Il faut souligner également les nombreux bouleversements en cours de notre organisation territoriale, notamment la loi « métropoles », dans laquelle mes collègues Hélène Lipietz et Ronan Dantec – mais ils n’étaient pas les seuls – ont contribué au Sénat à faire en sorte que l’on n’oublie pas les territoires ruraux, en rénovant la notion de pays, en préservant les conseils de développement, et surtout en inventant collectivement, avec vous, mes chers collègues, les pôles d’équilibre territoriaux ruraux. Nous pouvons être fiers de ces pôles, et nous devons suivre leur évolution dans nos territoires.
Il est indispensable de mener dans notre pays une politique cohérente de la ruralité, et le Sénat, qui représente les territoires, l’affirme avec force chaque fois qu’il en a l’occasion. Il faut toutefois veiller à bien évaluer l’impact de l’ensemble des bouleversements engendrés par les lois de métropolisation, de fusion des régions, de répartition des compétences entre tous les échelons de la décentralisation.
Prêtons attention à ne pas introduire de nouvelle complexité dans l’organisation territoriale, alors même que, les uns et les autres, nous pestons contre l’excès de normes et que le Gouvernement, comme le Sénat, cherche à simplifier l’ensemble de notre corpus juridique et administratif.
Mon collègue Ronan Dantec a soutenu en commission, à ma demande, un amendement de clarification précisant que les parcs naturels régionaux, ou PNR, pouvaient être porteurs des contrats de développement ruraux.
Mme la rapporteur nous ayant expliqué que c’était déjà possible, j’ai choisi de ne pas représenter cet amendement en séance. Les PNR sont des syndicats mixtes, mais ils peuvent par délégation porter des politiques au-delà de leur périmètre. Nous veillerons donc à ce qu’ils ne soient pas exclus du champ des contrats de développement ruraux, car ils sont, dans les territoires où ils existent, les acteurs clés de la réussite de ces contrats.
Je tiens aussi à évoquer ici la question agricole : comment parler de ruralité sans parler agriculture ? Depuis toujours, en France comme ailleurs dans le monde, l’activité agricole est, et reste, au cœur des campagnes. Prenons soin de la terre, des paysages, de l’environnement et de la biodiversité. L’agriculture paysanne et familiale doit être confortée au cœur de la ruralité ; le développement des filières en circuit court et des projets alimentaires territoriaux, prévus dans la loi d’avenir pour l’agriculture, devront permettre d’apporter une nouvelle dynamique aux territoires ruraux.
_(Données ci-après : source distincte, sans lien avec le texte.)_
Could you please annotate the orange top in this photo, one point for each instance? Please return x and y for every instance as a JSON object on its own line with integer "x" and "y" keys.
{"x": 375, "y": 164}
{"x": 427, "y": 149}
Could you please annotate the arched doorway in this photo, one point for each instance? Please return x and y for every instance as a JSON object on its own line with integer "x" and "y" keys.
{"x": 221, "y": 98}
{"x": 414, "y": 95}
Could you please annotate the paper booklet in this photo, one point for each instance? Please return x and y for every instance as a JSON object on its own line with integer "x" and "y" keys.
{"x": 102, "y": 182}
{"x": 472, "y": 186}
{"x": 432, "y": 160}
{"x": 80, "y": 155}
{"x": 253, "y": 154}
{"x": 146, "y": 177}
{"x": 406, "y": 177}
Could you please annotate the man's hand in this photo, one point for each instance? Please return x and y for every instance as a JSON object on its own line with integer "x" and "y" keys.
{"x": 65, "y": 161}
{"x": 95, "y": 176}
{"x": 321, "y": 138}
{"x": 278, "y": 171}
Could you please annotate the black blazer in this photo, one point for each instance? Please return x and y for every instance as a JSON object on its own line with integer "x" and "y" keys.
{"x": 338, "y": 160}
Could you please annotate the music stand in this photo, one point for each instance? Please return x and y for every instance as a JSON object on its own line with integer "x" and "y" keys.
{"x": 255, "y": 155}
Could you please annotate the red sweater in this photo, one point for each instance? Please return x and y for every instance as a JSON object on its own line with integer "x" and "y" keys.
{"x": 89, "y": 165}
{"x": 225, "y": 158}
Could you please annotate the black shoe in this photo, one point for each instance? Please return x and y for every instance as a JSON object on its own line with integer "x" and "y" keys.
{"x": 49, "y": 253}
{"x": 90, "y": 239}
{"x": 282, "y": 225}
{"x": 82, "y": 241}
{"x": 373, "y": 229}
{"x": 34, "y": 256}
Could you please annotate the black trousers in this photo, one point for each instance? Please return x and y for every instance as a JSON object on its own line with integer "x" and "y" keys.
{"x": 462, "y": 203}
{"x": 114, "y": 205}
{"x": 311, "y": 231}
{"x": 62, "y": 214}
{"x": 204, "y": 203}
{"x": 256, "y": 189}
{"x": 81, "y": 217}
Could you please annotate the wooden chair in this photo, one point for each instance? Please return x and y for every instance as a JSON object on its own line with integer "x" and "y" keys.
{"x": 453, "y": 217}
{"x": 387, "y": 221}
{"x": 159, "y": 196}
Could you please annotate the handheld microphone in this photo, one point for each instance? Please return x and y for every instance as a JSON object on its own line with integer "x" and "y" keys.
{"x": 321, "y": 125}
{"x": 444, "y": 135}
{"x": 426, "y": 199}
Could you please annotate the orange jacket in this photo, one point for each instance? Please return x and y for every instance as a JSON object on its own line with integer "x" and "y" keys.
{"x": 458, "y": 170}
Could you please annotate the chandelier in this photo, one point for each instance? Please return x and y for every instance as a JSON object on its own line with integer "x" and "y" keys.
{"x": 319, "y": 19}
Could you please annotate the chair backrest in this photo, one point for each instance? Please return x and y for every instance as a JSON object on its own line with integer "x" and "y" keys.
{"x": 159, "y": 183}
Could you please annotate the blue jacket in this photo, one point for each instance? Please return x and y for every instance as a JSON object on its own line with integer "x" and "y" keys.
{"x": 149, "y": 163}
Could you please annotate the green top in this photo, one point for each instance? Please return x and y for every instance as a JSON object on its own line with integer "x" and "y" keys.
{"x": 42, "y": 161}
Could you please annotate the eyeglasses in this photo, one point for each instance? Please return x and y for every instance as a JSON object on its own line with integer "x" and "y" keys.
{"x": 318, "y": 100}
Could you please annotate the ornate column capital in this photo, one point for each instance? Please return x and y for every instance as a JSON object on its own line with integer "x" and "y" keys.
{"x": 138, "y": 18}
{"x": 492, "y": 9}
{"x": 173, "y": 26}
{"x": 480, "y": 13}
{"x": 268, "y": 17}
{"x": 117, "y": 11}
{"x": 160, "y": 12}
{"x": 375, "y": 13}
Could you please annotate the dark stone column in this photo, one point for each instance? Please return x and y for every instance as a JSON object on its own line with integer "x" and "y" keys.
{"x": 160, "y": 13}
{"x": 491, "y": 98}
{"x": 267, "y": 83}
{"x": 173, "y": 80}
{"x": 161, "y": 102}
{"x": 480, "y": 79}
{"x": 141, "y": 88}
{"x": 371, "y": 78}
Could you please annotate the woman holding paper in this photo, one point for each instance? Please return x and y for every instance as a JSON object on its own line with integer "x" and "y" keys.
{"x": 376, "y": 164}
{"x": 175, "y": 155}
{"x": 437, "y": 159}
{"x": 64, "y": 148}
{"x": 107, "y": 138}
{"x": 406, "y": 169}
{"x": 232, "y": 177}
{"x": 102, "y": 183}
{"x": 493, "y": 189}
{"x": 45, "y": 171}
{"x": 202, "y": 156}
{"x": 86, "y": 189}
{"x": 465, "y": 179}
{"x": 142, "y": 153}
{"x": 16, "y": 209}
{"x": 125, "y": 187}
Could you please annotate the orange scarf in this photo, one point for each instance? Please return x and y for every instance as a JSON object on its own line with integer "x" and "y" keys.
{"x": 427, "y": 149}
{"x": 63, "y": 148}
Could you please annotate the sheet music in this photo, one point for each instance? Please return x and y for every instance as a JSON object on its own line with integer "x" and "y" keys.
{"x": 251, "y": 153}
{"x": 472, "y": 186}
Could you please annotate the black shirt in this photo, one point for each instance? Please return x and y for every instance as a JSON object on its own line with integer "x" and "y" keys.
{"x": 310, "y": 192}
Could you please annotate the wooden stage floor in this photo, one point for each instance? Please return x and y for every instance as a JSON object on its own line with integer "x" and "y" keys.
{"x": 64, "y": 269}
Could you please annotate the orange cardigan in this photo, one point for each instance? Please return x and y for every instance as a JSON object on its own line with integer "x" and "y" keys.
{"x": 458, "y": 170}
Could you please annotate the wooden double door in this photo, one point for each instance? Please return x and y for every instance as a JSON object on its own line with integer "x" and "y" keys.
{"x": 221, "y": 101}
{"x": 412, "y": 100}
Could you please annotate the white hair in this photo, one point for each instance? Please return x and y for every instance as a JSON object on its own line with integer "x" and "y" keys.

Cette relocalisation de notre économie alimentaire sera bénéfique pour l’ensemble de notre population, qu’elle soit urbaine ou rurale. Elle le sera aussi pour les territoires ruraux de tous les autres pays du monde, dans la mesure où nous cesserons de concurrencer leurs propres produits. Appelons de nos vœux, à la veille de la COP 21, la mise en place d’une véritable gouvernance mondiale de l’alimentation, afin que ce ne soit pas le marché qui décide.
Revenons-en à cette proposition de loi : elle envoie un signe au monde rural, qui en a besoin, mais elle est, pour nous, inaboutie. Aussi – cela n’est ni de la mollesse ni de la neutralité –, dans l’attente de la navette avec l’Assemblée nationale, nous, écologistes, préférerons nous abstenir sur ce texte.